Unifeed
UN / BRAMMERTZ
STORY: UN / BRAMMERTZ
TRT: 1.38
SOURCE: UNTV
RESTRICTIONS: NONE
LANGUAGE: ENGLISH / NATS
DATELINE: 3 DECEMBER 2009, NEW YORK CITY
RECENT 2009, NEW YORK CITY
1. Wide shot, exterior United Nations
3 DECEMBER 2009, NEW YORK CITY
2. Wide shot, Security Council
3. Cutaway, delegates
4. SOUNDBITE (English) Serge Brammertz, Prosecutor, International Criminal Tribunal for the Former Yugoslavia (ICTY):
“Serbia’s cooperation with my Office has continued to progress. Prosecution requests to access documents and archives are being dealt with more expeditiously and effectively. It is important that the authorities continue to provide this level of assistance, which will remain crucial during current and future trial and appeals work. The most critical aspect of Serbia’s cooperation is the need to apprehend the fugitives. This remains one of my Office’s highest priorities.”
5. Cutaway, delegates
6. SOUNDBITE (English) Serge Brammertz, Prosecutor, International Criminal Tribunal for the Former Yugoslavia (ICTY):
“The central issue of concern remains the still unresolved request to locate and obtain key military documents related to Operation Storm of 1995. I welcome, however, the personal initiative of the Prime Minister of Croatia to establish in October 2009 an Inter-Agency Task Force aimed at locating these documents.”
7. Cutaway, delegates
8. SOUNDBITE (English) Serge Brammertz, Prosecutor, International Criminal Tribunal for the Former Yugoslavia (ICTY):
“I am, however, concerned about the possible departure of international personnel and support staff from the Special Department for War Crimes.
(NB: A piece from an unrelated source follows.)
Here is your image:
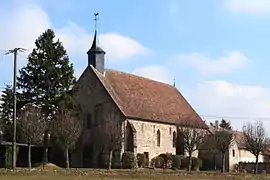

Despite repeated requests from judicial institutions in Bosnia and Herzegovina, the mandates of international staff ending in December have not been renewed due to lack of a political will. If this matter is not urgently addressed, ongoing trial proceedings and war crimes investigations could be jeopardized.”
9. Wide shot, Security Council
The Prosecutor for the International Criminal Tribunal for the Former Yugoslavia called for Serbia’s “critical” cooperation in capturing the two remaining top fugitives accused of atrocities in the Balkan conflicts of the 1990s.
Serge Brammertz told the Security Council today that the arrest of General Ratko Mladic and the other remaining fugitive Goran Hadžic remained one of his office’s foremost priorities, while noting progress in Serbia’s cooperation in providing more effective access to documents.
But, he added that, “the most critical aspect of Serbia’s cooperation is the need to apprehend the fugitives.”
With regard to Croatia, Brammertz said they were continuing to work on a regular basis with the ministry of justice to “locate and obtain” key military documents related to Operation Storm 1995.
Brammertz welcomed the personal initiative of the prime minister of Croatia last October to establish an Inter-Agency Task Force aimed at locating those documents.
Concerning Bosnia and Herzegovina, he said they were responding to all prosecution requests and that his office interacted regularly with the special department for war crimes of the state court, but he said that he was concerned about the possible departure of international personnel and support staff from that department and warned that if this was not urgently addressed, ongoing trial proceedings and war crimes investigations could be jeopardized.
Five trials are expected to be completed during 2010, three during 2011, and the remaining case, that of former Bosnian Serb leader Radovan Karadžic, should be completed in late 2012, with all appeals ended in 2013, apart from Mr. Karadžic’s which is estimated for completion in 2014.
Mladic faces numerous charges, including genocide, extermination, murder, persecutions, deportation, taking of hostages and inflicting terror on civilians, particularly in connection with the massacre of up to 8,000 Muslim men and boys in Bosnia and Herzegovina in the supposedly “safe haven” of Srebrenica in July 1995.
Hadžic was charged with murder, persecutions, torture, cruel treatment and other war crimes and crimes against humanity related to his role as president of a self-proclaimed breakaway state of rebel Serbs in southern Croatia during the early 1990s.